The building in southern Norway was designed by Snøhetta as part of an initiative dedicated to reducing construction’s carbon emissions
Words by Francesca Perry
‘Architecture as we see it has the purpose of creating better environments for human and non-human existence on earth,’ says Snøhetta founding partner Kjetil Trædal Thorsen at the launch of the practice’s latest project, Powerhouse Telemark. ‘There is no question that we as a profession need to deal with the problems – not “challenges”, real problems – that we have at hand.’
Thorsen is talking about architecture’s most critical issue these days: carbon emissions. Construction – and the energy inefficiency of buildings – takes a huge toll on the environment (in the UK, the built environment is responsible for around 40% of the country’s carbon footprint). In this age of climate crisis, this toll becomes ever-more problematic – if not unacceptable.
‘The building industry has the possibility to actually lower carbon emissions,’ adds Thorsen. ‘There is no excuse not to do these things.’
Powerhouse Telemark – located in the southern Norwegian city of Porsgrunn – is the fourth building Snøhetta has designed as part of the Powerhouse initiative. A Norway-based, cross-sector partnership that the architecture practice established with four other companies, Powerhouse is dedicated to creating buildings that produce more energy (clean energy at that) than they consume; in other words, climate-positive architecture.
The 11-storey, 7,931 sq m Powerhouse Telemark project is a series of flexible, contemporary workspaces; it aims to set a new standard for environmentally sustainable office buildings. The architects claim to have reduced the building’s yearly net energy consumption by 70% compared to similar new-construction offices. It will produce more energy than it will consume over its lifespan.
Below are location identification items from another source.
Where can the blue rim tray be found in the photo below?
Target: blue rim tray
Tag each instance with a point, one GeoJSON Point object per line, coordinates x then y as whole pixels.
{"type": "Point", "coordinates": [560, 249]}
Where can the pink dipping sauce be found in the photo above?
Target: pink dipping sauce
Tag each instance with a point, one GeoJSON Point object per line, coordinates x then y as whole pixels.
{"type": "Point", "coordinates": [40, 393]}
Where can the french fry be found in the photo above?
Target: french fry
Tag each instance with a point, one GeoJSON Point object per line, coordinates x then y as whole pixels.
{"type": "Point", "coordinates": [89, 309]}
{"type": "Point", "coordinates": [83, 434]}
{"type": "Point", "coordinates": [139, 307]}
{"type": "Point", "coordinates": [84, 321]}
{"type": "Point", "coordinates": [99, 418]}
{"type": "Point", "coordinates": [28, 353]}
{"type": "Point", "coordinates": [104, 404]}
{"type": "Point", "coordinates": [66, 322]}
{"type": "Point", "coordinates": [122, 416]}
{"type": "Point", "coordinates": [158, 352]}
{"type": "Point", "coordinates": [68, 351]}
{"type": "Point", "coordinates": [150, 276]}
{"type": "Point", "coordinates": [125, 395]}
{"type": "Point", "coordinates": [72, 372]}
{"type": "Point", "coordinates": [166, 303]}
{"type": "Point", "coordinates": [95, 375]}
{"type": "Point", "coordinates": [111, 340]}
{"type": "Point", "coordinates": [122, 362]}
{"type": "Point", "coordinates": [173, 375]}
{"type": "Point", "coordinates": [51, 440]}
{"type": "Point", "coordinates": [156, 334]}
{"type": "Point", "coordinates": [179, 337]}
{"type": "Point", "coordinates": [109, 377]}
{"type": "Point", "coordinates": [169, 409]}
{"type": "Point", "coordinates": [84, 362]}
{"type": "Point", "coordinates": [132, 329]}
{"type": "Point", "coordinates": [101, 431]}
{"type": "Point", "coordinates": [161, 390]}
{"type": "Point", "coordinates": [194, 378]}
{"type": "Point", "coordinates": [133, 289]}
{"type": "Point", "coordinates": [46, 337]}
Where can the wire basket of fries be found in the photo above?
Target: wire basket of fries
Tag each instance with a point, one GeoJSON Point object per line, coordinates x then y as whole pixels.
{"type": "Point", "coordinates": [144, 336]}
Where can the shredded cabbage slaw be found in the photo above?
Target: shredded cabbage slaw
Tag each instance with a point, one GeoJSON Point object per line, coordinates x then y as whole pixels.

The geometric, sharply angled, slightly conical building stands out in its surrounding industrial neighbourhood. Inside, the building features a bar/reception area, offices including co-working spaces, a staff restaurant, meeting spaces and a roof terrace overlooking the adjacent fjord.
The striking south-east facing tilted roof is covered in solar panels, which will generate 256,000 kWh each year – approximately twenty times the annual energy use of an average Norwegian household. Surplus energy will be sold back to the energy grid.
The south facade is also clad with photovoltaic panels. The west, north-west and north-east facades are clad with wooden balusters which provide natural shading. The building features triple isolated windows and is efficiently cooled and heated through geothermal wells dug 350 metres below ground.
Resilient, low-embodied-carbon materials are used throughout the building, including local wood and gypsum. The carpet tiles are composed of 70% recycled fishing nets and the wooden flooring is made from industrial parquet of ash from wooden debris.
‘We wanted to set an example of a building system which can be replicated in other places,’ concludes Thorsen. ‘We want Powerhouse to become a standard for others to follow.’